I’m convinced Hollywood knows something about this and is keeping the truth from us the way they covered up for Harvey Weinstein. Every month, the entertainment industry comes out with another movie about the apocalypse that involves aliens, infinity stones, zombies, pandemics, angels and demons, deadly viruses and bacteria, asteroids and ancient powers, not to mention a three-headed monster named King Ghidorah.
Luckily, we’re protected by the X-Men, the Justice League, the Guardians of the Galaxy, the Avengers and the Suicide Squad — not to be confused with the Squad — and another unlikely good guy named Godzilla.
Many of us grew up in a time when we genuinely feared The End was around the corner. I remember wandering the streets of Greenwich Village, listening to folk singers singing the “Eve of Destruction” and seeing bearded protesters dressed like John the Baptist parading through Washington Square with placards that said, “Repent! The End Is Near!”
The signs were everywhere. The Russians were stockpiling hydrogen bombs (and so were we), the Vietnam War was escalating, and the Beatles released “Abbey Road,” which gave us the bad news that Paul McCartney was dead and the fellow who claimed to be Paul was actually a clone or an alien from another planet. ICE didn’t bother to check his visa.
And who can forget the Cuban Missile Crisis, when school kids nationwide prepared for a nuclear disaster by huddling in the hallways with their hands over their heads. Until recently, I never realized the role that mutant superheroes played in preventing nuclear annihilation during the Cuban Missile Crisis.
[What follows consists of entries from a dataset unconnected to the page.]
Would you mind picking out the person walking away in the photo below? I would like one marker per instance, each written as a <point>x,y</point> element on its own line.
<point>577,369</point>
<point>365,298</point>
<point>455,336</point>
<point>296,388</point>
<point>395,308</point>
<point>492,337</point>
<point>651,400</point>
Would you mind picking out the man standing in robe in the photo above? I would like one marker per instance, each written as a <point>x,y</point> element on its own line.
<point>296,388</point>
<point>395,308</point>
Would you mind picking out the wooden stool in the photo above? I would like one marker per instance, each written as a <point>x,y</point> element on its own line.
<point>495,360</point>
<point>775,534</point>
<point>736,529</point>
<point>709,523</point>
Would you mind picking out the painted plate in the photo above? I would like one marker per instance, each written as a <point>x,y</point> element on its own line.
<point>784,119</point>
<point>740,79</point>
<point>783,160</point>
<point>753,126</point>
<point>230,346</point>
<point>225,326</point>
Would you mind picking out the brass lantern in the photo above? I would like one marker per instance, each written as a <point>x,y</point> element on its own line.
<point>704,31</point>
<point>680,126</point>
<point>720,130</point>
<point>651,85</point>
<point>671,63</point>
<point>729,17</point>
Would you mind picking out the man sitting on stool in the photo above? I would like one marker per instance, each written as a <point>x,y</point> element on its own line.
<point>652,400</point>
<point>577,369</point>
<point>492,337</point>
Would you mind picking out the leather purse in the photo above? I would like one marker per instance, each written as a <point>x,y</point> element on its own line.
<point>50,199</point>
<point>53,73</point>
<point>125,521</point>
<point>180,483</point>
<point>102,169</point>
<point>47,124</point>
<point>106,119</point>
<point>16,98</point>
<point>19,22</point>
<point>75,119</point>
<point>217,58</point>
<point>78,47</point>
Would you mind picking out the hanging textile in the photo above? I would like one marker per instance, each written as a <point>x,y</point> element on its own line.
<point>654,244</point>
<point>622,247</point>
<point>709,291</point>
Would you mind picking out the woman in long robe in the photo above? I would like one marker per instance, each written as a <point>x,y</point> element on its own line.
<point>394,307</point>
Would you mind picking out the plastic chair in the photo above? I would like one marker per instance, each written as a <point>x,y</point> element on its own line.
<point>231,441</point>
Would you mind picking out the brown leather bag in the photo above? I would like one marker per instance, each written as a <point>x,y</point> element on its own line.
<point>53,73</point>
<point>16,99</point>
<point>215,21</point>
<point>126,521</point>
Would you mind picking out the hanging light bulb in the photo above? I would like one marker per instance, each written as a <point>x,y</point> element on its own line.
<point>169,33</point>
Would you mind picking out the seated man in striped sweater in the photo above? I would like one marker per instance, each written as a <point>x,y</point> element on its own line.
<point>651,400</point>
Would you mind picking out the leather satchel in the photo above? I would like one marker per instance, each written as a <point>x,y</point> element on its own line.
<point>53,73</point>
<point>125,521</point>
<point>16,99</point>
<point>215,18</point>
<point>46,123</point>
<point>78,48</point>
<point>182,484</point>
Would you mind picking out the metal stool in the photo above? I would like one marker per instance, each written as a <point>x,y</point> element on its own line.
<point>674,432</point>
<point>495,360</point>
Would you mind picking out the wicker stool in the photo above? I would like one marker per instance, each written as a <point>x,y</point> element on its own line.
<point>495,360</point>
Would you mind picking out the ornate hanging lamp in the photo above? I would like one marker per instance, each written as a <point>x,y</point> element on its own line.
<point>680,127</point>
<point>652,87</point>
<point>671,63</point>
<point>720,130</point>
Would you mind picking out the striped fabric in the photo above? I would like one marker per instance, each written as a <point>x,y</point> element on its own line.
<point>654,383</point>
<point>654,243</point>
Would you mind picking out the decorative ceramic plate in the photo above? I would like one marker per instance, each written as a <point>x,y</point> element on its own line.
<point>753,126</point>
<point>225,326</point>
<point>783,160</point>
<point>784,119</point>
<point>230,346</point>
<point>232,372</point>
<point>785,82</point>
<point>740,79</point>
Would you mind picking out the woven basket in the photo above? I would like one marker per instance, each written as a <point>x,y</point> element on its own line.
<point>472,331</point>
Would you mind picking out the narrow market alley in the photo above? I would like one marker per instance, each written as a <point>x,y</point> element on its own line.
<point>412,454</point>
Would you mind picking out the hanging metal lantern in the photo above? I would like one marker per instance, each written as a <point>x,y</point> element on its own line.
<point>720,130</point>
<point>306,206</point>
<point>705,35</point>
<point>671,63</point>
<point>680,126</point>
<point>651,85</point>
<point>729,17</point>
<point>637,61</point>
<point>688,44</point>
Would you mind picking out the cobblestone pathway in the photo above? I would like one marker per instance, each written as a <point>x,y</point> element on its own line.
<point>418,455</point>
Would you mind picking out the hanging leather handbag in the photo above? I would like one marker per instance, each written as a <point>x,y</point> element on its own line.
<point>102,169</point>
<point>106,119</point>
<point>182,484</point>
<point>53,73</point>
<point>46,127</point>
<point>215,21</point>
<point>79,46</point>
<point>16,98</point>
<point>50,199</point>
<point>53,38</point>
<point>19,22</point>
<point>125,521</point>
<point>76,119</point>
After watching the movie “X-Men: First Class,” I learned, through the release of previously classified information obtained by Hollywood, that the X-Men, and not the Kennedy administration, had saved the day. Why didn’t they teach us that in social studies? (I think this is what is referred to as “fake news” or maybe “fake history.”) Pretty soon, activists will be protesting to have The Kennedy Center for the Arts renamed the X-Men Center.
With the way U.S. history keeps getting rewritten, your kids and grandkids will be reading about the exploits of Mystique, Wolverine, Magneto and Professor X, not to mention how Captain America stopped the Nazis and Wonder Woman ended World War I.
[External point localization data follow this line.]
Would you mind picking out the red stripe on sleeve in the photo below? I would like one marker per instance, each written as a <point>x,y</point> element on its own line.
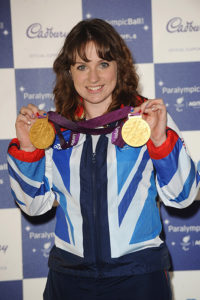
<point>14,151</point>
<point>165,149</point>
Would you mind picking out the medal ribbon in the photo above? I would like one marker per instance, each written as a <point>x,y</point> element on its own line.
<point>113,121</point>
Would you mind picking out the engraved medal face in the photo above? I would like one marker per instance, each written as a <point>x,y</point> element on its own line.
<point>136,131</point>
<point>42,134</point>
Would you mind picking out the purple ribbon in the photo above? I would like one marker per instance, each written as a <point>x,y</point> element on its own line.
<point>112,120</point>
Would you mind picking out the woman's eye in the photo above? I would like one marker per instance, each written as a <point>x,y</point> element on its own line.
<point>104,64</point>
<point>81,68</point>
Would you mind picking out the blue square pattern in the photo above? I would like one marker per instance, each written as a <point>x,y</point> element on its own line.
<point>6,199</point>
<point>37,241</point>
<point>11,290</point>
<point>182,235</point>
<point>35,86</point>
<point>178,85</point>
<point>132,19</point>
<point>6,54</point>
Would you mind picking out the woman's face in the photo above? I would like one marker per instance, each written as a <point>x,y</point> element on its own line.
<point>95,80</point>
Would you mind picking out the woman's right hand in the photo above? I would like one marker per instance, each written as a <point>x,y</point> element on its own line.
<point>26,118</point>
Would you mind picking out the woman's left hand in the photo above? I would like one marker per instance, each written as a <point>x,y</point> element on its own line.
<point>154,112</point>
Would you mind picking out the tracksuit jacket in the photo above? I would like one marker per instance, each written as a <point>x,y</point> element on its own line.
<point>107,221</point>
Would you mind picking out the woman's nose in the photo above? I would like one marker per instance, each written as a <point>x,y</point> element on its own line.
<point>93,75</point>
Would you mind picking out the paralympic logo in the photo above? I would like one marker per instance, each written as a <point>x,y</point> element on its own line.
<point>177,24</point>
<point>36,30</point>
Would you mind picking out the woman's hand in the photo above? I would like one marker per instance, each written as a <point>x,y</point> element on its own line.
<point>155,114</point>
<point>25,120</point>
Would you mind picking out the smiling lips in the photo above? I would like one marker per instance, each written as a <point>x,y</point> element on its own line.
<point>94,88</point>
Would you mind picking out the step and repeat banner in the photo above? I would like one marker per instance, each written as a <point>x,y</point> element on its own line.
<point>164,37</point>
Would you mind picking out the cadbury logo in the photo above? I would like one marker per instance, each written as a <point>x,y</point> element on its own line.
<point>36,30</point>
<point>178,25</point>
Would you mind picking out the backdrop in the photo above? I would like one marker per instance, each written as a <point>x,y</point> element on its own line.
<point>164,37</point>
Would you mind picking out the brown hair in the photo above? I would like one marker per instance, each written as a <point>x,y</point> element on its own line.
<point>110,46</point>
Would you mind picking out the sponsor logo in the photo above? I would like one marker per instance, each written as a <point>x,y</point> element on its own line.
<point>3,167</point>
<point>46,246</point>
<point>179,104</point>
<point>35,96</point>
<point>177,24</point>
<point>194,104</point>
<point>125,22</point>
<point>181,90</point>
<point>57,146</point>
<point>185,242</point>
<point>46,249</point>
<point>36,30</point>
<point>184,228</point>
<point>3,248</point>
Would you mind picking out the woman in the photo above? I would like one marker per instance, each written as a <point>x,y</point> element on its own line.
<point>107,243</point>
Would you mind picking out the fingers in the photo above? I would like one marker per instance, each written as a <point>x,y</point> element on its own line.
<point>153,106</point>
<point>29,113</point>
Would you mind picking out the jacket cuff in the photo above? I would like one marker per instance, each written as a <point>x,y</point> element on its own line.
<point>166,148</point>
<point>14,150</point>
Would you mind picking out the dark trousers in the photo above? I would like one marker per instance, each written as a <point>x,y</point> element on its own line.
<point>151,286</point>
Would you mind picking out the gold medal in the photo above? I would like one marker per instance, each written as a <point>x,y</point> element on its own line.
<point>136,131</point>
<point>42,134</point>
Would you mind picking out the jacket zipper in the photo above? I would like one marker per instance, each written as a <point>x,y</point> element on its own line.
<point>95,204</point>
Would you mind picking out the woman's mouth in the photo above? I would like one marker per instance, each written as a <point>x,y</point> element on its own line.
<point>95,88</point>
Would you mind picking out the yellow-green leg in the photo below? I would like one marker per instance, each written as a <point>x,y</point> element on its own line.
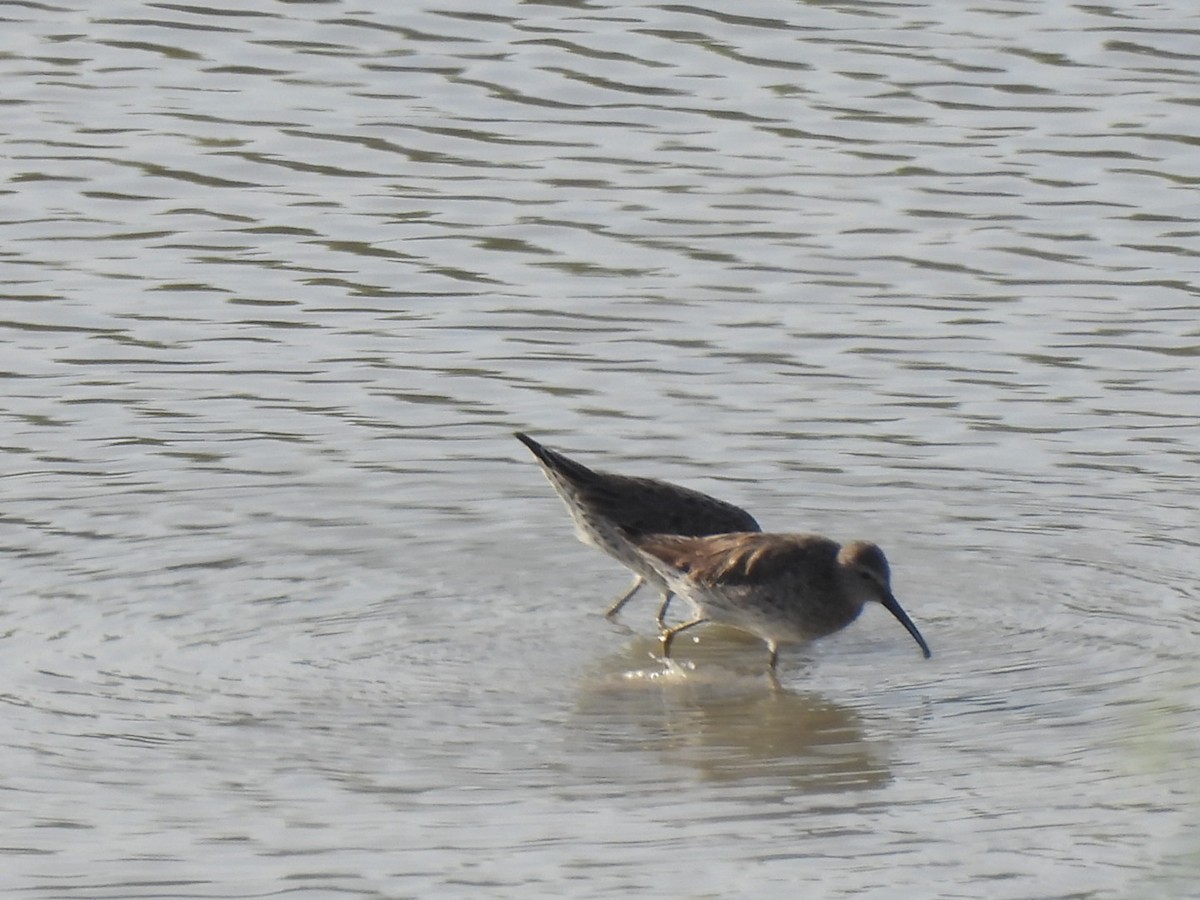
<point>624,598</point>
<point>667,636</point>
<point>663,610</point>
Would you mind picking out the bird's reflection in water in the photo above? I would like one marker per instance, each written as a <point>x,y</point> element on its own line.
<point>714,711</point>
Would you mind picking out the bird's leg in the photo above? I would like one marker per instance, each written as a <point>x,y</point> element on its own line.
<point>663,610</point>
<point>773,658</point>
<point>667,636</point>
<point>771,666</point>
<point>624,598</point>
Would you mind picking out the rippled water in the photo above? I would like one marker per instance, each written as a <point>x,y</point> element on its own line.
<point>286,609</point>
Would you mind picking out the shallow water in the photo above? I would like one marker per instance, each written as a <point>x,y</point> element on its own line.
<point>287,610</point>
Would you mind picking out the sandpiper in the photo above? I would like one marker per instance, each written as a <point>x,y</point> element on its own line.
<point>784,588</point>
<point>610,511</point>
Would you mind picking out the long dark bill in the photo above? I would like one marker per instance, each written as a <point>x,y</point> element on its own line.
<point>893,606</point>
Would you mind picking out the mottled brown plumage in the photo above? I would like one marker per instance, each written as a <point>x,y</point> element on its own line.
<point>611,511</point>
<point>785,588</point>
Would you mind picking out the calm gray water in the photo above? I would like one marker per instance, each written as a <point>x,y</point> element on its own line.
<point>286,610</point>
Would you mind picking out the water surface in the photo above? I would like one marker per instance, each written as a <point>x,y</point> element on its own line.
<point>286,607</point>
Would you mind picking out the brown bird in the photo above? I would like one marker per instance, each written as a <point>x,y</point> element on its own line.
<point>784,588</point>
<point>612,511</point>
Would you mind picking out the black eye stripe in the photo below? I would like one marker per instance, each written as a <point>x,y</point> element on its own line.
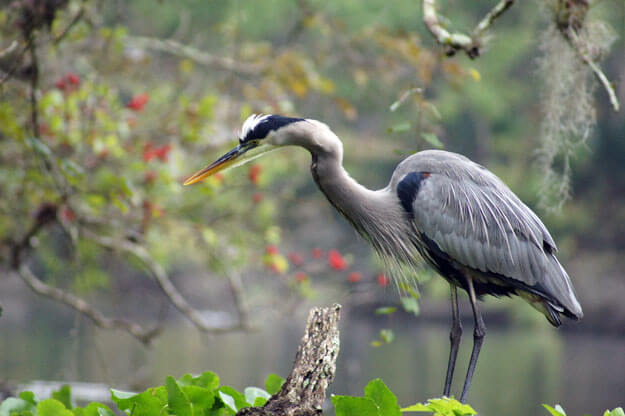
<point>271,123</point>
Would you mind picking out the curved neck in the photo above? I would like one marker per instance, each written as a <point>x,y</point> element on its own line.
<point>376,215</point>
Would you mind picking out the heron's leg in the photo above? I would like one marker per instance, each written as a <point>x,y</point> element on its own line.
<point>478,336</point>
<point>454,338</point>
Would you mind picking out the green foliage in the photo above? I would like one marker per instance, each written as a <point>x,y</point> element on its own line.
<point>203,396</point>
<point>442,407</point>
<point>559,411</point>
I saw a few headlines recently that made me worry whether the End Times are upon us. Planet 9, aka Planet X, the real or unreal planet on the fringe of our solar system, is causing strange things to happen that no one can explain. Is it Magneto? Is it Elvis? What’s going on?
Then, there was a widespread power outage in Manhattan and no one knows what caused it. The good news is Mayor Bill de Blasio dealt with the crisis by campaigning for president in Iowa. The other good news is that miracle lover Marianne Williamson is running for president under the motto, “All you need is love!”
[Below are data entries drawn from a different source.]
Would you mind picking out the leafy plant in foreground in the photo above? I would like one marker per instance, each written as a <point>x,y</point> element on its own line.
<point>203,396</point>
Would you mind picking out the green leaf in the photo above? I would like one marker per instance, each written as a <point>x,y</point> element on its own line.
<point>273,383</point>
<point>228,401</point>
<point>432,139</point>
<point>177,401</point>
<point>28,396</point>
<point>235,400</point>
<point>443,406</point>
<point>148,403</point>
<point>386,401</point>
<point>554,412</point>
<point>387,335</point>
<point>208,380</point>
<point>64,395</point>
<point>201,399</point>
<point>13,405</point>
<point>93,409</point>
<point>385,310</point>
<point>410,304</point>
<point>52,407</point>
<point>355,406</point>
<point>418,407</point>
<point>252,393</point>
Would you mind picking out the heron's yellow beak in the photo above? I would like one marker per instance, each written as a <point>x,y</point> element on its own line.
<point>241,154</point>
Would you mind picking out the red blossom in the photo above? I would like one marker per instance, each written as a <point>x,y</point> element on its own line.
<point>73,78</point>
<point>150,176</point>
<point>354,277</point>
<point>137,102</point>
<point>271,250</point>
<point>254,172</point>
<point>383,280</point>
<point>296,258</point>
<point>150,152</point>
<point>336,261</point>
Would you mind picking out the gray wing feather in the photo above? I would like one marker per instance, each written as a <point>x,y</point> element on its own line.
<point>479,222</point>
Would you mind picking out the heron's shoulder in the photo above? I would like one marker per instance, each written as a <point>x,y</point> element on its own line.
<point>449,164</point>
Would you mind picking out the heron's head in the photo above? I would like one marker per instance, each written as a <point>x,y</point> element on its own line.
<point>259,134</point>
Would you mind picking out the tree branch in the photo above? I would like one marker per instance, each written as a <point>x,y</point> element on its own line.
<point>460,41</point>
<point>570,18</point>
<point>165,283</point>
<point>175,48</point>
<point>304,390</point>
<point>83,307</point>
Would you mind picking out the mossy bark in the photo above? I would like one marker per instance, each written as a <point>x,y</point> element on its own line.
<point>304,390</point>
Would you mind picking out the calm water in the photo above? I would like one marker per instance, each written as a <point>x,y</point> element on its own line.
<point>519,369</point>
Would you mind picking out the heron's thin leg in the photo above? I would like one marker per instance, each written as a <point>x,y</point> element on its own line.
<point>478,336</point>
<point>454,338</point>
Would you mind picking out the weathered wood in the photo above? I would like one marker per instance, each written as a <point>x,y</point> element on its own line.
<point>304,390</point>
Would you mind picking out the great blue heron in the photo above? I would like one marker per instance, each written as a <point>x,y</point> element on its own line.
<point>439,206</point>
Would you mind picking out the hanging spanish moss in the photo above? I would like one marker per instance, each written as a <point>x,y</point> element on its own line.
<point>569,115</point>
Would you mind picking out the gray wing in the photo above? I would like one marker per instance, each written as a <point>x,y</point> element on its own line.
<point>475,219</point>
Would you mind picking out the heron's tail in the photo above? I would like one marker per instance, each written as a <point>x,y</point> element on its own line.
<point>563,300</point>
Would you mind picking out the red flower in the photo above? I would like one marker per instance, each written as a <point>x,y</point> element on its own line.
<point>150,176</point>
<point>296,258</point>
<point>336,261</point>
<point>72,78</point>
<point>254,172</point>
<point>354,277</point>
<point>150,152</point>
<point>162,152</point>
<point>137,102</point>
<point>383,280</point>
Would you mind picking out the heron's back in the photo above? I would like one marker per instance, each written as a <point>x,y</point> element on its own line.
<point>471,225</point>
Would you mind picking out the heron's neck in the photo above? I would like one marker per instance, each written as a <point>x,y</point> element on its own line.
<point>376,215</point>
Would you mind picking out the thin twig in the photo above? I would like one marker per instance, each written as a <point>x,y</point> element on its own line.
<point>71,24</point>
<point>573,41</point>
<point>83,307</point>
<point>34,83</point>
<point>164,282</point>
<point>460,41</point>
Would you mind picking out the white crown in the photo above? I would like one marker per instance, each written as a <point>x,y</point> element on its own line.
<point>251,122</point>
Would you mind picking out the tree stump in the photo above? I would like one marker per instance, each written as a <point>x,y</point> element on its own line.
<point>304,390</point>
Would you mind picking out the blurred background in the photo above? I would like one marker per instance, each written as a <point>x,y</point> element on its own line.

Nature is trying to tell us something. Any day now, the supervolcano under Yellowstone National Park may erupt. There are tornadoes, floods, hurricanes and earthquakes in California, South America and Indonesia, and everyone is afraid California will finally tumble into the sea.
Plus, Mexico had to bring in the army after a ferocious storm left homes and businesses in Guadalajara buried under FIVE FEET of hail. Fifty vehicles were swept away, 457 houses were damaged and a dozen people suffered hypothermia.
“I’ve never seen such scenes in Guadalajara,” Jalisco Gov. Enrique Alfaro Ramirez told Agence France-Presse. “These are never-before-seen natural phenomena.”
People are scared and don’t know what to do. I’m reminded of that line by Seth Rogen in the movie, “This Is the End,” when he confesses, “I haven’t lived my life as if there’s a God.” Has anyone?
Only the Kardashians can save us now ... with a little help from their friend Godzilla.